Villemure et al10 found a concomitant progression between curve severity and 3D vertebral body wedging. This study did not reveal any differences in vertebral wedging for P and NP AIS, likely because the magnitude of the Cobb angle was the same at the initial visit. Additional longitudinal analyses of the cohort could eventually confirm this finding.
A limitation of this study is the small values found for the difference between the 2 groups. Larger differences were not expected because all patients evaluated at the first visit presented with similar Cobb angle curves less than 40°. Consequently, classic parameters such as curve magnitude, curve type, and skeletal maturity would not have been of any help in predicting progression of deformation.
A strength of this study is that it has been designed prospectively, and the 2 groups were equivalent at the first visit and all data were collected in the majority of patients. Subsequently, the sample size is greater possibly contributing to the successful identification of significant differences between P and NP groups.

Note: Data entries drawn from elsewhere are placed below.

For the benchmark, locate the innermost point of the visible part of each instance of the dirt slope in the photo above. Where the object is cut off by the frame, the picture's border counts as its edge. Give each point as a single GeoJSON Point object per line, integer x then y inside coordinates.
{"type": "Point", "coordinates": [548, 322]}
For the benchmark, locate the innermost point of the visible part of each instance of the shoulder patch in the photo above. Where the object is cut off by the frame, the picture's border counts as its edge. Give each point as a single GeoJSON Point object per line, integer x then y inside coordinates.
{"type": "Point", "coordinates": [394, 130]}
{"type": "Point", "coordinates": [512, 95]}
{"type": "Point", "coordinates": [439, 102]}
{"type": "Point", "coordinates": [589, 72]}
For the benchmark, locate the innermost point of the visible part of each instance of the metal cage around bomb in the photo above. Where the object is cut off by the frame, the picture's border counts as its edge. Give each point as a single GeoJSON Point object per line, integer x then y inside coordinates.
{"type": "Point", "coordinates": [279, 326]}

To our knowledge, this is the first study that has evaluated 3D morphological spine parameters at the first visit with positive findings. This could become of crucial importance for the follow-up planning of patients with AIS after their first visit.
- Progressive AIS is hypokyphotic at the initial visit compared with an equivalent NP group.
- There is significant difference between nonprogressive and progressive AIS with respect to the plane of maximal curvature, torsion and apical intervertebral rotation at the first visit.
- Slenderness based on the depth of the vertebral body is higher, using local and regional measures, for nonprogressive AIS at the first visit.